By Natan Sharansky, a former Soviet dissident, chairman of the Adelson Institute for Strategic Studies at the Shalem Center in Jerusalem and the author most recently of the book Defending Identity (THE WASHINGTON POST, 14/09/08):
As the free world tries to formulate an effective response to Russia’s recent incursion into Georgia, the focus understandably remains on how to ensure the withdrawal of troops from Russia’s democratic southern neighbor. But policymakers might want to consider for a moment how we got to this point.
The situation in Georgia is the culmination of a failed post-Cold War policy toward Russia. Central to this failure has been ignoring the inherent connection between internal freedom and external aggression. As democracy was rolled back within Russia, the world abandoned an approach that had been so effective during the later stages of the Cold War, when relations with the Kremlin were linked to the expansion of freedom inside the Soviet Union.
Linkage began in 1974 with the Jackson-Vanik Amendment, which tied preferential trade terms with the United States to the freedom to emigrate from the Soviet Union. It continued with the Helsinki Accords in 1975, which helped shine an international spotlight on Soviet human rights abuses, and it reached its apogee with the remarkable moral clarity of President Ronald Reagan, who made the level of Soviet tyranny a barometer of superpower relations. This policy was a spectacular success, mobilizing world opinion to bring the Cold War to a peaceful end.
The establishment largely mocked the revolutionary notion that foreign policy pressure could be used to help to transform the U.S.S.R. from within. Fortunately, for me and millions of others, leaders such as Sen. Henry “Scoop” Jackson, a Democrat, and Reagan, a Republican, disagreed. They believed that such a transformation was not only possible but essential to their nation’s security. They correctly understood that regimes that do not respect the rights of their own people do not respect the rights of their neighbors.
In late 1987, on the eve of Mikhail Gorbachev’s first U.S. visit and less than two years after I was released from the gulag, I helped spearhead a massive rally in Washington to demand freedom of emigration for Jews trapped behind the Iron Curtain. Some of my fellow organizers worried that the rally could undermine hopes for peace that had surfaced in the wake of Gorbachev’s ascendance. It was not at all clear to them how Reagan would feel about it, since he had developed a good personal relationship with the new Soviet premier.

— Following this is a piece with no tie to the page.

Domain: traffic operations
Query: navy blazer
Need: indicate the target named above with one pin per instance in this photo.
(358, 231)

So I requested a meeting with Reagan to ask him directly. After I expressed this concern, he minced no words: “Do you think I am interested in a friendship with the Soviets if they continue to keep their people in prison? You do what you believe is right.”

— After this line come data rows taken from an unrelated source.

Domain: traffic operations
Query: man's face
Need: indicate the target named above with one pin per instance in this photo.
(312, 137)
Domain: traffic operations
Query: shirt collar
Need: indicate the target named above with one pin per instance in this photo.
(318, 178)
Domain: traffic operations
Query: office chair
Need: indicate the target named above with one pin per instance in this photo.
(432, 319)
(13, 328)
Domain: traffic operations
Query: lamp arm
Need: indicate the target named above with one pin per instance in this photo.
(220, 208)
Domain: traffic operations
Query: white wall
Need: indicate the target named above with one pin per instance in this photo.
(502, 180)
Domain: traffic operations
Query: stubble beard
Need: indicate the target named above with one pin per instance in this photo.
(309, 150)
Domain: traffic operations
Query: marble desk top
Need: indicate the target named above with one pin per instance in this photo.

Linkage, correctly applied, is as much about saying yes as saying no; a Kremlin moving toward liberalization had to be engaged and supported, while one retreating on that path had to be confronted and penalized. After the Cold War ended, this hardheaded yet principled policy was quickly discarded.
For example, when he first came to power, President Vladimir Putin, who many hoped would continue to move Russia in a positive direction, wanted Congress to repeal the Jackson-Vanik Amendment. The law had been a spectacular success: Russians were now free to come and go as they pleased. U.S. lawmakers could have recognized the historic changes that the law had helped bring about and repealed it, but instead they let it be used as a weapon by the U.S. agricultural lobby in a petty trade spat with Russia. For those of us who paid a heavy price for supporting this amendment, it was disheartening. For leaders in the Kremlin, it was “proof” that the supposed idealism behind the amendment had been a cover for cynical self-interest all along.

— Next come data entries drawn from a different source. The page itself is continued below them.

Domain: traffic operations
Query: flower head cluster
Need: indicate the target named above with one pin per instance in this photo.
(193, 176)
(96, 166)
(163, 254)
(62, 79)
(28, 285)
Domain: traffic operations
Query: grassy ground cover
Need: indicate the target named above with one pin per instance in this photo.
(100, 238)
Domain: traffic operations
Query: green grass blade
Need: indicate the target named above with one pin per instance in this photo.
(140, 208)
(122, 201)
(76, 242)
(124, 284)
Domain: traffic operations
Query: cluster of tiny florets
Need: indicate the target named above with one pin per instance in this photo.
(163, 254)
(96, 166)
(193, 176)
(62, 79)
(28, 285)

Thus, the “carrot” of the amendment’s repeal was foolishly withheld; likewise, “the stick” has not been used. As Putin grew bolder in reversing democratic reforms — from taking over media outlets to menacing independent journalists to nationalizing industries — there was barely a hint of protest. When he brazenly arrested Mikhail Khodorkovsky, a billionaire and potential presidential rival, there were those in the Kremlin who warned of serious negative consequences. But such advisers quickly lost credibility when, after Western democratic leaders paid their traditional lip service to human rights and democracy, it was business as usual.
Sadly, a clearsighted policy of linkage was transformed into a strategic and moral muddle that neither rewarded good behavior nor punished bad. Perhaps most egregiously, a regime that would have been willing to pay a high price to join the Group of Eight, let alone to host a summit of the leading democratic powers, was given these privileges for free. Did anyone even consider asking something of the Kremlin?
Now the free world stands at a dangerous crossroads. Restoring Georgian independence and the confidence of Russia’s other democratic neighbors is critical. But if the root of the problem is to be addressed strategically, the focus must return not to this or that specific foreign policy action by Russia but rather to the matter of democracy within Russia itself. This linkage must be broad and deep, and it must be reinforced by an international community willing to shine a light on Russia’s retreat from democracy.
The threat to Georgia, Russia’s other democratic neighbors and America ultimately arises from a lack of democracy within Russia. Changing that should be the focus of statecraft today — if we want to ensure that the Kremlin poses no threat to peace tomorrow.